Induktion, Abduktion, Statistik und Genderklischee
Hallo Thomas,
„Dabei fanden sie unter anderem, dass Söhne aus traditionell
organisierten Elternhäusern, in denen die Mutter die
Familienarbeiten erledigt, auch später die Hausarbeit meist
ihrer Frau überlassen.“
Das ist eine empirische Behauptung, die sich wohl aus den Daten
(die ich nicht kenne) ergibt. Diese Aussage ist – wenn das
zutrifft – jedenfalls für die geprüften Daten stimmig. Sie
besagt, dass eine Korrelation besteht zwischen dem Aufwachsen
in Traditionen und späterem Handeln.
Für Söhne! Welche bei ihren Vätern gesehen haben, wie es sich als Mann auch jenseits von Hausarbeit so leben lässt.
"Bei Töchtern sind dagegen weniger das Elternhaus entscheidend
für ihre späteren Ansichten zu ihrer Rolle als Frau.
Zugunsten dieses Satzes will ich annehmen, dass von den Töchtern ebenfalls eine Beobachtung gemacht wurde, und auch eine von der gleichen Seriosität, wie der, die dem Satz von den Söhnen zugrunde liegt.
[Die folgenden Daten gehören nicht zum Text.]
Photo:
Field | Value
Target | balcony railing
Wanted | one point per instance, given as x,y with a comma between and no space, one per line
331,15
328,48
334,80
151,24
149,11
Nur wird die entsprechende Beobachtung bei den Töchtern sich nicht-korrelativ dargestellt haben, so dass ein Motiv vorlag, nach einer anderen Vergleichsgröße zu suchen, um doch schließlich eine Korrelation identifizieren zu können.
Es zählen vielmehr Erfahrungen, die sie als Erwachsene während
der Ausbildung und in der Arbeitswelt machen."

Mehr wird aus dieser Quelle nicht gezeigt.